But I wonder, even if you could allocate more resources to that specific Dask worker, how would you guarantee that this specific task is processed by that specific worker? I honestly don’t know how this could be accomplished, since the Dask scheduler is who decides how to distribute work across workers. Also, my understanding is that when you do reduce, not the worker, but the driver node collects the mapped tasks results in memory, so the driver node would need to have enough memory to perform that.
m
Hi @Anna Geller, thanks so much for helping out. It's completely possible that I don't have the proper understanding and phrasing to understand and/or describe the problem. I guess I don't really care about the workers, just that when a specific task is scheduled to occur, that more resources are allocated for whatever worker will be doing the job. If this is not the worker, but -- as you say -- the driver node, is this node handled differently by dask? is it even handled by dask? I guess I'm not sure anymore, but I remember having issues when such situations occurred, so I guess this means that also the driver node didn't have enough resources. Can this be controlled? Thanks again!
a
What is your current Dask setup? Do you have a long-running cluster or do you define an on-demand cluster per flow?

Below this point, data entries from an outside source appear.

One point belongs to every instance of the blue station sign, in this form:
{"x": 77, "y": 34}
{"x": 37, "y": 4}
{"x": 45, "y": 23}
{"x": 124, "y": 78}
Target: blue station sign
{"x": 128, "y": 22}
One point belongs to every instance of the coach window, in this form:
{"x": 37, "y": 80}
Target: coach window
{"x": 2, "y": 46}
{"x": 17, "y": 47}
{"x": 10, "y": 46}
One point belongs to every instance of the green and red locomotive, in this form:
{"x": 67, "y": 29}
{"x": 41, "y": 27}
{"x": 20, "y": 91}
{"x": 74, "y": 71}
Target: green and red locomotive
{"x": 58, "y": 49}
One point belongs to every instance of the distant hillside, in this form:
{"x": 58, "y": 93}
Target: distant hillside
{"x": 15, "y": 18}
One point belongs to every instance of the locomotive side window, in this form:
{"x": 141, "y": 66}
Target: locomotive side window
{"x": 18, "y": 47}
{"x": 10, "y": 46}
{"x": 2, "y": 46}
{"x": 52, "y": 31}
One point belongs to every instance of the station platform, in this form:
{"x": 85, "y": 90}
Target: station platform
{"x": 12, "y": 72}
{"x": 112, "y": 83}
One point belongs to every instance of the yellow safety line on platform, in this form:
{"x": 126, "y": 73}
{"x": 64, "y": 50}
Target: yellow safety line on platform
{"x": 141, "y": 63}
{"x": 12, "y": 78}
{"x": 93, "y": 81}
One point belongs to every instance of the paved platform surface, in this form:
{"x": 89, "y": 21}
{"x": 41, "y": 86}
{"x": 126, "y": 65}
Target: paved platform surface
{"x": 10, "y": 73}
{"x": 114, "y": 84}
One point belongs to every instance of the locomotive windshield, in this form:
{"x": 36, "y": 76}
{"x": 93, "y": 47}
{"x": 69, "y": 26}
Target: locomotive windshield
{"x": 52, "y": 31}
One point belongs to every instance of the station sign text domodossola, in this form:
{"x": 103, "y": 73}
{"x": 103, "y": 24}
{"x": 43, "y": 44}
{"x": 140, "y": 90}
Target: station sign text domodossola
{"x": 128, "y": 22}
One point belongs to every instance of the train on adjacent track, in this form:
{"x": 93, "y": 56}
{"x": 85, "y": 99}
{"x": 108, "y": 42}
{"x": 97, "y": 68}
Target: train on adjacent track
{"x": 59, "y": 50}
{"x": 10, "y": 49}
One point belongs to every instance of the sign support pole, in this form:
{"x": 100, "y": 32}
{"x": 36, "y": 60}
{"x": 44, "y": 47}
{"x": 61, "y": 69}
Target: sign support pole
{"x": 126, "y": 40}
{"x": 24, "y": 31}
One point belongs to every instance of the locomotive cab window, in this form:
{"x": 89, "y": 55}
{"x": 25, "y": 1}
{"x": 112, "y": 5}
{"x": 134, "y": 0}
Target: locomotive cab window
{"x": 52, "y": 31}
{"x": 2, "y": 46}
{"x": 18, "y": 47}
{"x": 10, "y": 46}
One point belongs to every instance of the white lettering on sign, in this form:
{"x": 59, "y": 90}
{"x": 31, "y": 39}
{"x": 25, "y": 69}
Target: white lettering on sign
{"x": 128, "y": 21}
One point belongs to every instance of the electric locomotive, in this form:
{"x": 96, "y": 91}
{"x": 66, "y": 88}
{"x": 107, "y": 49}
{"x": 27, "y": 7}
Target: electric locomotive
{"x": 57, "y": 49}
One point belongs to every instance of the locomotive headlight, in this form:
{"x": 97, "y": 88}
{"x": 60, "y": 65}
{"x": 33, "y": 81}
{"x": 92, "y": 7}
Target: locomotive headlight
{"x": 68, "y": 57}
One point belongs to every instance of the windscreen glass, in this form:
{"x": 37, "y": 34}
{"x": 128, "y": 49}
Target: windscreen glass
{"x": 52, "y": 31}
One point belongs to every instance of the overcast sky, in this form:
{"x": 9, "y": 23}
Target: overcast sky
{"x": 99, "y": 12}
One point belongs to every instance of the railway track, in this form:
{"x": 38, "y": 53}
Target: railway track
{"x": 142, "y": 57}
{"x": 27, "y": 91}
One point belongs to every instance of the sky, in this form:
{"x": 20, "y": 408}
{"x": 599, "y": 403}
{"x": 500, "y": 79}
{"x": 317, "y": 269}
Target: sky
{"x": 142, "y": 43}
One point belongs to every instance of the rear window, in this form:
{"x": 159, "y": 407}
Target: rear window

Just to give you more examples: here is an example flow that uses
coiled.Cluster
class passed to
DaskExecutor
, and on this cluster, you can set both: • scheduler_memory - defaults to 4 GiB • worker_memory - defaults to 8 GiB I’m no Dask expert but I can point you to some resources that can perhaps help a bit more: • This blog post explains more about Dask Cluster configuration, • The Prefect docs on Dask Deployment https://docs.prefect.io/core/advanced_tutorials/dask-cluster.html#deployment-dask
m
Thanks @Anna Geller. Re. clusters, we are doing both, mostly creating a local dask cluster on the spot. I will read up on the material and examples you provided and hopefully learn something new. Thanks again!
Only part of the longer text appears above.